9 backreferences, 1 Perl script, and 301 redirection
My recent move from underscores to hyphens in filenames has caused me a couple of unexpected headaches, but it’s also taught me some interesting things about Apache’s mod_rewrite. I’ve been buried in .htaccess for hours lately, playing detective to strange behavior on my site. My most recent discovery involves the limitations of Apache’s implementation of regular expressions in mod_rewrite. I think the developers were trying to prevent wannabes like me from screwing up their own sites and consuming server resources, but it’s caused me some frustration.
In moving from underscores to hyphens, I needed to set up redirection from the older URLs to the new. It came down to this:
- Old URL
- http://underscorebleach.net/content/jotsheet/2004/05/this_is_a_page
- New URL
- http://underscorebleach.net/jotsheet/2004/05/this-is-a-page
Unfortunately, to accomplish this redirection in .htaccess is pretty hackish when you’ve got long filenames. You end up with a bunch of similar RewriteRule’s, differing only in the number of underscore-delimited parts in the filename. Observe:
RewriteRule ^content/jotsheet/(older/)?([0-9]{4})/([0-9]{2})/([^_]+)_([^_]+)_([^_]+)$ /jotsheet/$1$2/$3/$4-$5-$6 [L,R=301]
RewriteRule ^content/jotsheet/(older/)?([0-9]{4})/([0-9]{2})/([^_]+)_([^_]+)_([^_]+)_([^_]+)$ /jotsheet/$1$2/$3/$4-$5-$6-$7 [L,R=301]
I know. It’s ugly. And I had rules that were a lot longer, since some of my pages have long filenames. But here’s the problem: mod_rewrite has a limit of nine backreferences. I was using three backreferences in the above RewriteRule’s to grab onto prefacing parts of the URL, leaving me with a maximum of six backreferences for the filename component of the URL. What that means is that on backreference #10, Apache simple returned “0″ instead of the part of the filename it should have saved.
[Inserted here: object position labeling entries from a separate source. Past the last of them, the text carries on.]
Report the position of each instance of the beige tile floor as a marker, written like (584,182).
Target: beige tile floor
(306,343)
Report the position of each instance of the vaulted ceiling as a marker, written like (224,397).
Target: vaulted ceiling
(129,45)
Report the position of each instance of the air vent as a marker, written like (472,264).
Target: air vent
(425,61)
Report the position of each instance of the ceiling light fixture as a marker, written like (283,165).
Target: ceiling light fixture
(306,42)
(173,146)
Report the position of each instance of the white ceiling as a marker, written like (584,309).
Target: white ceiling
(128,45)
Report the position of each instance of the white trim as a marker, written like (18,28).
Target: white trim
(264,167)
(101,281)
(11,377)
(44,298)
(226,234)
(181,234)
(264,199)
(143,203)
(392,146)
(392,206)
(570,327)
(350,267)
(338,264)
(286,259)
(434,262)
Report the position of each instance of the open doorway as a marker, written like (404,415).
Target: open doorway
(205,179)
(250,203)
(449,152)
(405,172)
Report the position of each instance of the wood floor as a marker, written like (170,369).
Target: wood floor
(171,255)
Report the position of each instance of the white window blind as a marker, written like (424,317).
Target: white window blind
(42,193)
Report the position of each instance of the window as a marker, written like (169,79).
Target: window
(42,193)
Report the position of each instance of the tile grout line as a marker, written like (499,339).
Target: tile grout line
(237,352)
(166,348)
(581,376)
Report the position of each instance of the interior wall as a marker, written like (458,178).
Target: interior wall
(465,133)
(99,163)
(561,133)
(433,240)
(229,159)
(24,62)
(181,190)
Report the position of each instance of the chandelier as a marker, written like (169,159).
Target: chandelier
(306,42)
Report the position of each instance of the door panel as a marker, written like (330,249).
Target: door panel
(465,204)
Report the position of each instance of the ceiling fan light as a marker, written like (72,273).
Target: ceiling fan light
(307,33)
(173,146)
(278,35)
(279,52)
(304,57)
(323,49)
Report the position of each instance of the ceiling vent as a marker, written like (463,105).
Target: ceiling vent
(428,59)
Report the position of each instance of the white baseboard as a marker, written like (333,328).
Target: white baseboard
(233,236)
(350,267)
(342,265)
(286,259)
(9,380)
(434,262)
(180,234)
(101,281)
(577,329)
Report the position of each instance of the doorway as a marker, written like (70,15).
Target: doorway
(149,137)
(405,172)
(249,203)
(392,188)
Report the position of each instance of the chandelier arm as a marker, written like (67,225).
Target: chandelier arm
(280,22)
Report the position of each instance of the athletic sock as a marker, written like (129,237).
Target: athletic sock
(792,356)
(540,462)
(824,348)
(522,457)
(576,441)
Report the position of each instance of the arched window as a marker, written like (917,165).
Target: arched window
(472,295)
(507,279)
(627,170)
Thus, all of my URLs with long filenames were being garbled, resulting in the following situation:
- Properly redirected
- http://underscorebleach.net/content/jotsheet/2004/05/one_two_three_four_five_six → http://underscorebleach.net/jotsheet/2004/05/one-two-three-four-five-six
- Emasculated by mod_rewrite
- http://underscorebleach.net/content/jotsheet/2004/05/one_two_three_four_five_six_seven → http://underscorebleach.net/jotsheet/2004/05/one-two-three-four-five-six-0
What’s the solution here? Don’t do character replacement in long URLs via mod_rewrite’s regular expressions! Instead, use a Perl script.
underscores-to-hyphens.pl
You want Perl? I’ll give it to you, baby, in all the glorious, hackish grandeur in which I know it well. Here’s underscores-to-hyphens.pl (note .txt extension), which very simply takes the requested URL, changes underscores to hyphens, and removes “/content” (another aspect of the URL migration I performed a few days ago). Obviously, I doubt you’ll be doing this type of exact string manipulation on your URLs, but it’s easy to modify that script. Oh, and to call it in .htaccess, use this RewriteRule:
Now then, maybe next time I decide to move and rename 1500 files, I’ll first think about the ramifications.
April 21st, 2006 at 12:45 pm
good hint, i’m gonna try this
May 27th, 2006 at 9:42 am
If I wanted to perform a redirect with htaccess to a perl script, how would I perform this, would an example like this suffice:
RewriteEngine On
RewriteCond %{HTTP_REFERER} !^http://.*example.com:80/*$ [NC]
RewriteCond %{HTTP_REFERER} !^http://.*example.com/.*$ [NC]
RewriteCond %{HTTP_REFERER} !^http://.*example.com*$ [NC]
RewriteRule .*\.(jpg|JPG)$ /path/to/perlscript.pl [T=application/x-httpd-cgi,L]
May 27th, 2006 at 10:45 am
There are some edits you need to make to that, and you can simplify it. Also, the way you wrote it, the RewriteCond’s applied only to the homepage of example.com, which I doubt you meant.
RewriteEngine On
RewriteCond %{HTTP_REFERER} !^http://([a-z0-9\-]+\.)?example\.com [NC]
RewriteRule \.(jpg|JPG)$ /path/to/perlscript.pl [T=application/x-httpd-cgi,L]
That will apply only to JPEGs. you might want to make it:
RewriteRule \.(png|PNG|jpe?g|JPE?G|gif|GIF)$ /path/to/perlscript.pl [T=application/x-httpd-cgi,L]
August 9th, 2006 at 3:28 am
wow this is so cool.. finally I’ll be able to fix my scripts.
Thanks a million
June 19th, 2008 at 4:20 am
good article
August 17th, 2008 at 11:21 am
This is definitely a good guide. Thanks for this.